What could be done? Overruling his friend William F. Buckley, Jr., Goldwater decided to file a libel suit against Ginzburg and Fact. Goldwater v. Ginzburg pitted the claims of free speech against the risk of harm to public figures. Despite the permissive libel standard used by the Supreme Court then and now, Goldwater ultimately won the case—and made a kind of martyr of Ralph Ginzburg. Ginzburg paid a $75,000 judgment, but he won the honor of a ringing dissent from his hero, liberal Supreme Court Justice Hugo Black. Black would have reviewed the case and found for Ginzburg, he said in his dissent, “because I firmly believe that the First Amendment guarantees to each person in this country the unconditional right to print what he pleases about public affairs.” [iv]

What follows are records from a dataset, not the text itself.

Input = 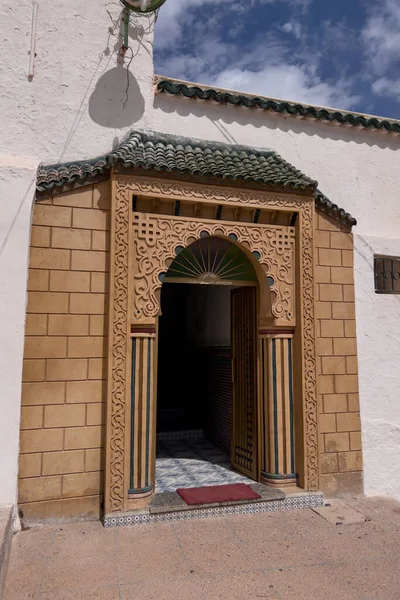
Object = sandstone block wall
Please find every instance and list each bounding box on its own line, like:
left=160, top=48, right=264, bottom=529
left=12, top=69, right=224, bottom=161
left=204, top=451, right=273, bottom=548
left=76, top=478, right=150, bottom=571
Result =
left=19, top=182, right=110, bottom=518
left=315, top=214, right=363, bottom=495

[i] The Unconscious of a Conservative: A Special Issue on the Mind of Barry Goldwater, Fact 1:5 (September-October 1964).
[ii] Quotes from the trial are taken from the stenographer’s transcript of Goldwater v. Ginzburg, Southern District of New York, May 6-22, 1968. In Ralph Ginzburg Papers, boxes 32-34, accession number 7755, American Heritage Center, University of Wyoming, Laramie, WY.
[iii] Robert A. Goldberg, Barry Goldwater (New Haven: Yale University Press, 1995).
[iv] Ginzburg v. Goldwater, 396 U.S. 1049 (1970), the Supreme Court’s denial of Ginzburg’s petition for writ of certiorari in the case. Includes dissent by Justice Black, January 26, 1970. Accessed on 8-22-18 at https://supreme.justia.com/cases/federal/us/396/1049/.
About the author:
John Martin-Joy, M.D. is a psychiatrist at Mount Auburn Hospital in Cambridge, Massachusetts. He has published articles on literary and psychiatric topics, including Emerson’s influence on Hawthorne’s “The Old Manse” and on Hemingway’s nonfiction; the ethics of psychiatrists diagnosing public figures they have never met; and the role of defense mechanisms over the life span. His awards include a Laughlin fellowship from the American College of Psychiatrists and a Dupont-Warren Research Fellowship from the Harvard Department of Psychiatry.